The research questions presented in the Introduction are answered as follows:

(a)

A web programming engineering-level course has been proposed in Section 5, the proposal includes a teaching/learning methodology based on PBL in order to build a common application to all students such as a Remote Desktop but having a different operating system design for each student (as reported in Table 3) in order to avoid plagiarism as discussed in Section 4.2.

(b)

Every student can follow his/her own tempo when making their own Remote Desktop project as explained in Section 3.3, going to the depth they consider is required, as long as they complete the required tasks (as exemplified in Section 6.1 and Section 6.2). It can be a real challenge to keep up with some details on the interfaces, but those details can be skipped without losing the general thread of the course.
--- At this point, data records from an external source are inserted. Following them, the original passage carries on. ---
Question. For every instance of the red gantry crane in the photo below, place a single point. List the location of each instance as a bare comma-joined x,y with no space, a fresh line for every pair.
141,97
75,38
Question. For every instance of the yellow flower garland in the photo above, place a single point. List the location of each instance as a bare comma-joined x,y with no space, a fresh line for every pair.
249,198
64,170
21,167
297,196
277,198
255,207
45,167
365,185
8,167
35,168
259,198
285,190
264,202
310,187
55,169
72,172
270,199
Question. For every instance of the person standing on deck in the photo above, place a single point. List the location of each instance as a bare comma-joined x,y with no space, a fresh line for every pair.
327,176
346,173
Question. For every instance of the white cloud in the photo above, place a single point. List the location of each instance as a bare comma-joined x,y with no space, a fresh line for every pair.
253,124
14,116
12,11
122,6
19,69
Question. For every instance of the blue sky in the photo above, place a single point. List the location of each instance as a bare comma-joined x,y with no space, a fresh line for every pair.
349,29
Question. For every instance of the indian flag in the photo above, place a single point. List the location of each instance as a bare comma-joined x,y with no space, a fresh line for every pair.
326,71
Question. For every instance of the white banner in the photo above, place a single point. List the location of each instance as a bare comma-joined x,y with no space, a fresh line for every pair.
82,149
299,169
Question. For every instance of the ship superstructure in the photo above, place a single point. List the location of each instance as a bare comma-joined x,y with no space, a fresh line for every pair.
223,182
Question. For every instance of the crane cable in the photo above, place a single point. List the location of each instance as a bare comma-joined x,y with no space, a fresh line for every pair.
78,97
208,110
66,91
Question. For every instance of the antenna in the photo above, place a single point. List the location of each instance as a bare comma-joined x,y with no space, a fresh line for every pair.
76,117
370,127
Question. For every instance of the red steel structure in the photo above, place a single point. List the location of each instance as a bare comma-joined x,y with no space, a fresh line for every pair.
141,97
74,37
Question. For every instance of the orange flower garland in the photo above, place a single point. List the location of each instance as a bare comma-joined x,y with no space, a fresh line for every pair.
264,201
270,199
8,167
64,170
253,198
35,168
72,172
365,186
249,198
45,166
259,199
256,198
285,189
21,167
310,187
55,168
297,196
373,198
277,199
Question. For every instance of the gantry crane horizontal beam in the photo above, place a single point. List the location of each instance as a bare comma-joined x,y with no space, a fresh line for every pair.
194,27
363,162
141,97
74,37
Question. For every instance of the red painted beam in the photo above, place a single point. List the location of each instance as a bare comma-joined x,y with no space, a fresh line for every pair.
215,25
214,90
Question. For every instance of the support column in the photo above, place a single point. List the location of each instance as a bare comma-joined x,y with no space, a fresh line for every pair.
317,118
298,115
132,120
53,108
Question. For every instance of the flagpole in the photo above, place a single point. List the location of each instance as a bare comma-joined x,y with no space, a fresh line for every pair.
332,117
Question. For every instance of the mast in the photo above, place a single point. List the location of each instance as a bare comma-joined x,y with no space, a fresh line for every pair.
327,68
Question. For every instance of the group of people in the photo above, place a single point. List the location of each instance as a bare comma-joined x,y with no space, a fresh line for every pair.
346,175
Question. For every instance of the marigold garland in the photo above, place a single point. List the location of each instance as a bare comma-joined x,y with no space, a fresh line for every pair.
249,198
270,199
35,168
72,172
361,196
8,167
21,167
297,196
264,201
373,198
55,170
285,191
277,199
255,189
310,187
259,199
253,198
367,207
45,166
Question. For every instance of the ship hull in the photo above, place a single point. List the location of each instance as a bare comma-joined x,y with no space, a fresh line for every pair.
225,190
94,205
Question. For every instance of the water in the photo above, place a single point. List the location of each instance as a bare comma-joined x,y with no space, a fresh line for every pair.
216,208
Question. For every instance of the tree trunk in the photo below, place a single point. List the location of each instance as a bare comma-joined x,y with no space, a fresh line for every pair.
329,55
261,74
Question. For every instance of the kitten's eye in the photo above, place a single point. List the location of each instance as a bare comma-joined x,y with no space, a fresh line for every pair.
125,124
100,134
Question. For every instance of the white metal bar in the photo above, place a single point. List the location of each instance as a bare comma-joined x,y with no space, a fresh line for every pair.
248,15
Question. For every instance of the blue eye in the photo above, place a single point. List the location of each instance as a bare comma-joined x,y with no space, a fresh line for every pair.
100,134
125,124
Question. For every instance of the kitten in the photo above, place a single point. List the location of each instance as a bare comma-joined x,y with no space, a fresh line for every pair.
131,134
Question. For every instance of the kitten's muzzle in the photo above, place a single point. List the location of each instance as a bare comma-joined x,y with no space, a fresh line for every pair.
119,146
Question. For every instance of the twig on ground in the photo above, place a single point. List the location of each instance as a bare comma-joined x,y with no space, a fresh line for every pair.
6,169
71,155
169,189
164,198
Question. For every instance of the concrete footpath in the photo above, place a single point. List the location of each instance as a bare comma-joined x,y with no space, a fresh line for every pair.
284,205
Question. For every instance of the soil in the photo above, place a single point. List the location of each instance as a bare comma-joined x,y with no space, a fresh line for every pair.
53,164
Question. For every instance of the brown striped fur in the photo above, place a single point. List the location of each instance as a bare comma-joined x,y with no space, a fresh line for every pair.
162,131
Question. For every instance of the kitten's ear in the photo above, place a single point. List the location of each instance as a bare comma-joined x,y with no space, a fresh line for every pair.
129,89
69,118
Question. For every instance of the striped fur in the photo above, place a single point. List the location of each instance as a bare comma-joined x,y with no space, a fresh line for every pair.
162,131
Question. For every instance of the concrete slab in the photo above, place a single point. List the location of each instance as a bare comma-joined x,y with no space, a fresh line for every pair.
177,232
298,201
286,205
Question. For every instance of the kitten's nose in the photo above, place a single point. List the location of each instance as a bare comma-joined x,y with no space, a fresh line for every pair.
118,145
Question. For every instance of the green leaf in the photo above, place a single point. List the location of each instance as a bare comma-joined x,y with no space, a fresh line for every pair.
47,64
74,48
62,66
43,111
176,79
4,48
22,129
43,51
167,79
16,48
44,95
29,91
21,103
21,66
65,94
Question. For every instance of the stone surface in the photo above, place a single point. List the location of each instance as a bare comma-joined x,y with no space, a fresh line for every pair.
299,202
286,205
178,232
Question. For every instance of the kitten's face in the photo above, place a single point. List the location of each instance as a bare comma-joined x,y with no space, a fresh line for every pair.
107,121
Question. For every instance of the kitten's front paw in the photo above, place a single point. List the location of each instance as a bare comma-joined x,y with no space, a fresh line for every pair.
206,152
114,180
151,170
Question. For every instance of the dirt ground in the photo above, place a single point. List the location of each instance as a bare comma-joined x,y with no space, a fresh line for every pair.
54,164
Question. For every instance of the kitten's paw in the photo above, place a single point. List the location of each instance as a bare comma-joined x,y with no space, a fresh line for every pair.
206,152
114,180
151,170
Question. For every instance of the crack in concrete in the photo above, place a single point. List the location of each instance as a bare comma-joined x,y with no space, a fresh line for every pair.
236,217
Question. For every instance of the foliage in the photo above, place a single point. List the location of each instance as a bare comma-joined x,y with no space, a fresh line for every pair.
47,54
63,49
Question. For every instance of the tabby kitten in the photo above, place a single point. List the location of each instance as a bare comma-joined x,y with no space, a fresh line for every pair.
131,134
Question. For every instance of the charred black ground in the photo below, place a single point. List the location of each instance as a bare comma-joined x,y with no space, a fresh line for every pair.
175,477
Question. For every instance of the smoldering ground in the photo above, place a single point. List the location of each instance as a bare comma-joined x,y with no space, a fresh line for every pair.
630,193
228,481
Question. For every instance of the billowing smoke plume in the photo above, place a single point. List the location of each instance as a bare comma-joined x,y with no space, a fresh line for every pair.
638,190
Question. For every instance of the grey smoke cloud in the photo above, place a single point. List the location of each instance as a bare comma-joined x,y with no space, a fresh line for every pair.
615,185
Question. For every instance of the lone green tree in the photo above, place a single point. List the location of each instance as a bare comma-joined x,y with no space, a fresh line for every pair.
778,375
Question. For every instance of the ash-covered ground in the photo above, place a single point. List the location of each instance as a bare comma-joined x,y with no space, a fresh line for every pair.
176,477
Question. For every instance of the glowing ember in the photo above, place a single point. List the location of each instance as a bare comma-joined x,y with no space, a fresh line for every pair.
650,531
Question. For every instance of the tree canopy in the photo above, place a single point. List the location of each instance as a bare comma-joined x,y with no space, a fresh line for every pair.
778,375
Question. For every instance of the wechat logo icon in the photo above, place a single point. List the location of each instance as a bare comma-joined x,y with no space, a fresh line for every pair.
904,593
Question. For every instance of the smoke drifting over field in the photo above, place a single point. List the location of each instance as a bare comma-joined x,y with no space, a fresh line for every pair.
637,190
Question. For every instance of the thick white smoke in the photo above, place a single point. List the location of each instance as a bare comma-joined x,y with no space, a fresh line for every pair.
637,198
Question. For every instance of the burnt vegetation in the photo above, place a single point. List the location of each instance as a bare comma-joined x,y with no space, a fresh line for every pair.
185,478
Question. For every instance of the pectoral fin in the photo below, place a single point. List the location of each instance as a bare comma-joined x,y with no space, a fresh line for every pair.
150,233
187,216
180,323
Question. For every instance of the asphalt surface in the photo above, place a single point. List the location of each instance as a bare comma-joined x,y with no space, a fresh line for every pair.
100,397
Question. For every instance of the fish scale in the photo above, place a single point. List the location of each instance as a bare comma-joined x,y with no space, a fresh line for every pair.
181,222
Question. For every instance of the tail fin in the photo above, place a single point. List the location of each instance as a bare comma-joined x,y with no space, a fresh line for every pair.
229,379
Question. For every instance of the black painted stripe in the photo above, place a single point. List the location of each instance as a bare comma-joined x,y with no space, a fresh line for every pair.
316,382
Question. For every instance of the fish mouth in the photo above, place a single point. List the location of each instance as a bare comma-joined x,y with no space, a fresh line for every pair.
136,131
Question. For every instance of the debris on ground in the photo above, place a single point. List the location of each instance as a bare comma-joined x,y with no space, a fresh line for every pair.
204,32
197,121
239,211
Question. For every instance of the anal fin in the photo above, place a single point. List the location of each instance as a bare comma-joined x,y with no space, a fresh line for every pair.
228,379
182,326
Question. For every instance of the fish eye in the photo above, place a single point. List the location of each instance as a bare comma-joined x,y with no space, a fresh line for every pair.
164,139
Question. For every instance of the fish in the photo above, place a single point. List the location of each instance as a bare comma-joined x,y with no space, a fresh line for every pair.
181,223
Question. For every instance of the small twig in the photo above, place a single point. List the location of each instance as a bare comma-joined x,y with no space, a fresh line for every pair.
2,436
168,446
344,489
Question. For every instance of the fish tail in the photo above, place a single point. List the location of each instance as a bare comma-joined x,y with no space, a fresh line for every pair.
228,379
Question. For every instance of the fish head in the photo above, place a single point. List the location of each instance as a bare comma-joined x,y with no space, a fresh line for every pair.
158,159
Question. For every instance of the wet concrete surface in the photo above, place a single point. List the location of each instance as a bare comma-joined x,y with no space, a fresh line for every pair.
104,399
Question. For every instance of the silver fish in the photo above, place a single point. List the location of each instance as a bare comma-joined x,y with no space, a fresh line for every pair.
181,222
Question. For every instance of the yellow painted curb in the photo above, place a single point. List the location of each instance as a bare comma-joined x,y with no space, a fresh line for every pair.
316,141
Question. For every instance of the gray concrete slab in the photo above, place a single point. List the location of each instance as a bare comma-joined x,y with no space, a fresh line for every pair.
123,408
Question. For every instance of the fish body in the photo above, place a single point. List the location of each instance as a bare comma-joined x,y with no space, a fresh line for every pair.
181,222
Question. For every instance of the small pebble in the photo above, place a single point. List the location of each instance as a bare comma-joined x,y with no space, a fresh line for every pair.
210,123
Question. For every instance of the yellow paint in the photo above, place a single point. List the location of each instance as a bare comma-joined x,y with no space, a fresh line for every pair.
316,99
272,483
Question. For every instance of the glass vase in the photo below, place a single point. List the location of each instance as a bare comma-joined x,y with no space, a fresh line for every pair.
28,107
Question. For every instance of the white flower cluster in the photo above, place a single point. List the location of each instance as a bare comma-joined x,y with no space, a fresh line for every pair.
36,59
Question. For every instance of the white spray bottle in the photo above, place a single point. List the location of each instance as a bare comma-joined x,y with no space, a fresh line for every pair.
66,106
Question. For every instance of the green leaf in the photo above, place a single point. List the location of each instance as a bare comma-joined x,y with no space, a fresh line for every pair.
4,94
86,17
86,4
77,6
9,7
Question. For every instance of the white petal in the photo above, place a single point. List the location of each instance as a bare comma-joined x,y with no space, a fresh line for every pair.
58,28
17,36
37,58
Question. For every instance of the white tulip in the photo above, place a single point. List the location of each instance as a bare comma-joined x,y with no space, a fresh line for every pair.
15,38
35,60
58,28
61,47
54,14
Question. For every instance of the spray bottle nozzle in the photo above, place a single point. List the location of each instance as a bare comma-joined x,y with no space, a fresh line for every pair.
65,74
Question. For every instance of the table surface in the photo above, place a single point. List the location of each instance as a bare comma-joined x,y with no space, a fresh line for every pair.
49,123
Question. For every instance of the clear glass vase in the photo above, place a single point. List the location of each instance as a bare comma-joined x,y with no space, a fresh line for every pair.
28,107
This has both the benefits of personalizing the learning process and also making it harder for the students to copy the work of their companions (the risk is lower with smaller groups as illustrated in Table 3).

(c)

Table 2 shows how despite the years and the different technologies being introduced year after year, the methodology is still in force. Our methodology can be adapted and updated accordingly to the newest web tools that can and will be appearing, without being outdated.

We have also given some suggestions to colleges and teachers. The suggestions were specified to each of the colleges in their curricular plan that have already implemented the methodology. These can be applied to other curricula around the world that are in similar circumstances. Another suggestion consists in that teachers who are looking for a teaching/learning strategy in unique courses involving Web Application Development might use this research. This strategy is appropriate as long as the teacher faces students with previous knowledge of structured and object-oriented programming and, it would be formidable with students with previous knowledge of databases and network communication.